Cash reserves are just one of the factors that are considered when a lender or lending professional reviews your application.
They generally don’t come into play for conforming mortgages (loans under a certain amount), which make up the vast majority of lending across the country. And because cash reserves are less common, they are not as well understood as other factors, such as credit score and debt-to-income ratio.
We’d like to help you understand cash reserves, especially for jumbo loans.
Everything You Need to Know About Reserve Requirements for Jumbo Loans
Cash reserves are simply untouched sums of money (or other properties, as we will discuss) held in a bank accounts. They are savings, essentially amounting to an emergency fund, that is held by the borrower.
Reserve requirements are generally measured as a certain number of monthly payments. For example, a borrower may be required to keep 12 months of reserve requirements for a jumbo loan. If the monthly payment (usually just the principle and interest) will be $10,000, the borrower would be required to have at least $120,000 in reserves.
This requirement is often called “cash reserves.” But it should be noted that cash held in a bank account is not the only asset that can be used for reserve requirements. Assets that could also meet reserve requirements for jumbo loans include retirement accounts, stocks, bonds, CDs, the cash value of an insurance policy, and funds in a trust, as well as other assets of significant value. Talk with your lending agent or an industry professional to see what assets can be applied to the reserve requirements.
What are the Reserve Requirements for Jumbo Loans?
If you are using a jumbo loan for your home purchase, there is a strong chance you will need at least some amount of assets in cash reserves. Exactly how much, however, can be hard to say. This is because different offices have different requirements for different programs. Not all jumbo loans, quite frankly, will have the same reserve requirements.
Also, personal factors impact the reserve requirements for jumbo loans. For example, a person with a higher credit score and low debt load, who statistically represents a lower risk to lenders, may be able to secure the loan with a lower reserve requirement than someone with low credit and numerous debts.
That said, you can expect roughly three months to a full year of reserve requirements for most jumbo loans. This, of course, represents a huge range. For smaller loan with lower reserve requirements, you may need less than $10,000. For larger loans with significant requirements, you could need hundreds of thousands. (Which is why using assets like retirement accounts and investments can help.)
We offer a variety of jumbo loan options that allow you to make the purchase with a minimal downpayment. This even includes certain options that allow you to take out a jumbo loan with no liquid reserves whatsoever.
In some cases, the nature of your work can also impact your reserve requirements. Self-employed individuals, or people who work in volatile industries (the cannabis industry, for example) may need more requirements.
Unfortunately, we can’t give a specific number on reserve requirements for jumbo loans.
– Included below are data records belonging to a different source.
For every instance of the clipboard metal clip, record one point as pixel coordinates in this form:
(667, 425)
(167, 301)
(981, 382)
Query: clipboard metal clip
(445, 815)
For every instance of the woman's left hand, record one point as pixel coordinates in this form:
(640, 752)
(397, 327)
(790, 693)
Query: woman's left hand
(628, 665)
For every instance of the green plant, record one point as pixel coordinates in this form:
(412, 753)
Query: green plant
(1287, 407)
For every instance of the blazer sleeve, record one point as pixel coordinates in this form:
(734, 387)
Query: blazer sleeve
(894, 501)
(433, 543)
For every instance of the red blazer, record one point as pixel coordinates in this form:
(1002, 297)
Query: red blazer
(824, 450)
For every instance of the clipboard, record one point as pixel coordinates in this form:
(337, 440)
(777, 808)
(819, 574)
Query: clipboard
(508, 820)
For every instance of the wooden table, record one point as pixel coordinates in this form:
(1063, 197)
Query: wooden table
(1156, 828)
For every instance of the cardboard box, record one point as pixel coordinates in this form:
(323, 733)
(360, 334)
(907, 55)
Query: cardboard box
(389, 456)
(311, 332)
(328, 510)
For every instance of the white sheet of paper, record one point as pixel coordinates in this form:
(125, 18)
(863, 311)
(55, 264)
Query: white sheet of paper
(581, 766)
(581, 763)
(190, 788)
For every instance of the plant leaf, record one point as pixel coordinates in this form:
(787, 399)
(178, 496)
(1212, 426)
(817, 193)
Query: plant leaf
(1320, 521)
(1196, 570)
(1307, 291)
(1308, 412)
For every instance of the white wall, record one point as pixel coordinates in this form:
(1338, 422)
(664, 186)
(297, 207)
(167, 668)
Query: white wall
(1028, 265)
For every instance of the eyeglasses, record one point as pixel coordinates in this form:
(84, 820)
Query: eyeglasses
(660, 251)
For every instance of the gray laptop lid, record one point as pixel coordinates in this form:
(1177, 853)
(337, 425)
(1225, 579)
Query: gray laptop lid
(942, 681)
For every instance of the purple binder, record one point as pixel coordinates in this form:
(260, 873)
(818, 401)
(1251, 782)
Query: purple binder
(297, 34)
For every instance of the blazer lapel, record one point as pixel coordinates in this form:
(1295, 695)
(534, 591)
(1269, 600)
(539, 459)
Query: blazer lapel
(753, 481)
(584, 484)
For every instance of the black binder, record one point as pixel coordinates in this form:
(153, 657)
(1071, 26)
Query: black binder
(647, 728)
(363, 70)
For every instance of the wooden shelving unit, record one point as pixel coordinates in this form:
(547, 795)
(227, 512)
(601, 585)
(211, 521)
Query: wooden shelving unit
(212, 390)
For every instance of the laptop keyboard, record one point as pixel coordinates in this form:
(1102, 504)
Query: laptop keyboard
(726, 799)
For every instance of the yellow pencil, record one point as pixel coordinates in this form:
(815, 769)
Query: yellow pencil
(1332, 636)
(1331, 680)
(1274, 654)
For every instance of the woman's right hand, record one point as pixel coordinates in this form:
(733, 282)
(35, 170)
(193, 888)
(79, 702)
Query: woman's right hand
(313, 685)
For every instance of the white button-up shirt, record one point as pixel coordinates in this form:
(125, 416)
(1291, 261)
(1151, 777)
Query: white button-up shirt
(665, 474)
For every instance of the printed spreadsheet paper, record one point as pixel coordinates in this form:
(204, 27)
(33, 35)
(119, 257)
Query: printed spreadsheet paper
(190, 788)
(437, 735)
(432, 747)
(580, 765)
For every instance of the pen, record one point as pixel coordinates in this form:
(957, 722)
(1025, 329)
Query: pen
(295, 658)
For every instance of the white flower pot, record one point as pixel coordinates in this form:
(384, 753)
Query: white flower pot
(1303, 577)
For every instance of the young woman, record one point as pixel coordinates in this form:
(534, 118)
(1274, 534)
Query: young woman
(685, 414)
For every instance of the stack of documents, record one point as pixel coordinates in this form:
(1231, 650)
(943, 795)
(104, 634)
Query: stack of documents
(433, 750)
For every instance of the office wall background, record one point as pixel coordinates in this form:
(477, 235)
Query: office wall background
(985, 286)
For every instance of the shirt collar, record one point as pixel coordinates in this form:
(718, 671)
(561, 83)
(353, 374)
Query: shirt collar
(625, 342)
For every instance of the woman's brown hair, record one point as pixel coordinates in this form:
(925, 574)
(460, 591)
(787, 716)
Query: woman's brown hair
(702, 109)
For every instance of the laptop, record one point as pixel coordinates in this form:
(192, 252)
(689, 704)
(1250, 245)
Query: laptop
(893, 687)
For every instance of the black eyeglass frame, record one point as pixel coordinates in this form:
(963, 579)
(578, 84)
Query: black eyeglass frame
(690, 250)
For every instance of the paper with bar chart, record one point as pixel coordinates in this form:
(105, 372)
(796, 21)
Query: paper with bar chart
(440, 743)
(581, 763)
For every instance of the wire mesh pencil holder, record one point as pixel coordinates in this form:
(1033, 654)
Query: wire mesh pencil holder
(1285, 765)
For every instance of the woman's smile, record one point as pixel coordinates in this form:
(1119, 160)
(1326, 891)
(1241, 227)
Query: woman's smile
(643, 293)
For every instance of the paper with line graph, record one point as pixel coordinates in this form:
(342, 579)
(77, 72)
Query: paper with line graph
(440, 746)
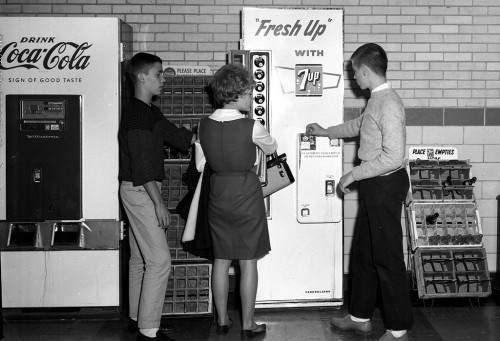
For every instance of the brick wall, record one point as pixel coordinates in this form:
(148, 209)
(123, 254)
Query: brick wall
(444, 62)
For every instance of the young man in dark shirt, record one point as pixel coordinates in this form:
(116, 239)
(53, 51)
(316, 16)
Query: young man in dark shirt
(143, 132)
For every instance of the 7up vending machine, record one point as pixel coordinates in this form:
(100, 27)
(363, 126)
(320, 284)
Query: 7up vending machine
(296, 56)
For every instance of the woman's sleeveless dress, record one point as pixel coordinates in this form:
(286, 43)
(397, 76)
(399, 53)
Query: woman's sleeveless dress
(236, 210)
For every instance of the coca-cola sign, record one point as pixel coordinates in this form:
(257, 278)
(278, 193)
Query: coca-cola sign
(63, 55)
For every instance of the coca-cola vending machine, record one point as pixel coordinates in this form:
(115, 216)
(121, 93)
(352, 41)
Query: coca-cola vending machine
(60, 99)
(296, 56)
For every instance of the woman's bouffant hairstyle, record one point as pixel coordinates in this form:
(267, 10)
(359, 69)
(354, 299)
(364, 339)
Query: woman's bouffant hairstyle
(230, 82)
(141, 62)
(371, 55)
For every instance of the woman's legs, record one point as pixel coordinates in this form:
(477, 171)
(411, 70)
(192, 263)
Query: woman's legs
(220, 288)
(248, 291)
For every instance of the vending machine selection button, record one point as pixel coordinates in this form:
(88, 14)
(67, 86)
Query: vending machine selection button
(259, 99)
(259, 111)
(259, 74)
(259, 61)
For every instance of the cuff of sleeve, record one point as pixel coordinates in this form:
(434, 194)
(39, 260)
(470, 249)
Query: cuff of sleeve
(331, 133)
(354, 173)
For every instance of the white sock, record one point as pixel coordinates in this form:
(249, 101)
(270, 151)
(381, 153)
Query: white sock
(149, 332)
(398, 333)
(357, 319)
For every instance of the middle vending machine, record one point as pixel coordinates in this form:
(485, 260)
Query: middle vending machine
(296, 56)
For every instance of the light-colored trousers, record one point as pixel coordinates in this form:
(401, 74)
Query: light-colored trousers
(150, 262)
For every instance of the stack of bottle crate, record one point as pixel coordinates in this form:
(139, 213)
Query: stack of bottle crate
(448, 258)
(184, 101)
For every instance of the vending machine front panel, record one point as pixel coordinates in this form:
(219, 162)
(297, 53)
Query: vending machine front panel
(43, 163)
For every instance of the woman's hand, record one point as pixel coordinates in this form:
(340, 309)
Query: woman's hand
(345, 181)
(316, 130)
We can, however, say that if you work with our team, we’ll do everything in our power to ensure you get a loan that fits your needs, budget, and financial situation. We’ll help you find the low-reserves loan you require, and we’ll explain all the details so you can get approved quickly.
Why Low Cash Reserves in California are So Important
So far, we’ve basically talked about jumbo loans and cash reserves in a general, universal manner. Everything we have discussed so far applies to the entire country, not just the state of California.
So why are low reserve requirements so important, especially in our state?
Because of home prices.
California ranks as one of the highest-cost states in the country. According to World Population Review, California ranks #2 as the most-expensive state for home prices, sitting only behind Hawaii. This makes it the most expensive state in the continental United States. (This list excludes D.C., which on its own would be the most expensive.)
Of course, buyers in certain areas will have a need for larger loans. Redfin, one of the leading real-estate listing sites, says that the median sale price for homes in San Diego is $811,000. This means that half of all purchases are above this amount. Among 772 San Diego listings on their site (at the time of this writing) 181 were priced over $2 million. 99 were still above 3 million, and 49 properties were above $5 million. (Most were single-family homes.) This is just San Diego; the same trend will surely be seen in Los Angeles, Orange County, San Francisco, San Jose, and many other California cities and suburbs.
If home prices are high, this means loans will inevitably be high. And if the loans are high, generally speaking, the requirements, including reserve requirements, will be high as well. You’ll need a larger downpayment and you’ll likely need larger reserves.
If you are purchasing a California property and using a 30-year loan of, say, $5 million, your monthly payment will be somewhere around $20,000 to $25,000 a month. Let’s assume $23,000 for simplicity. If the jumbo loan requires a year of reserves (12 payments), you would need to demonstrate $276,000 in savings and assets. This can be tough for many people, even those who have large incomes.
However, if you can utilize a jumbo loan with lower reserve requirements, this could be significantly reduced. At six months, the reserve requirements would be $138,000. If only three months is required, you’d only need to show $69,000 in savings and investment accounts.
With the price of many California homes, you need every advantage you can get, including low reserve requirements for jumbo loans.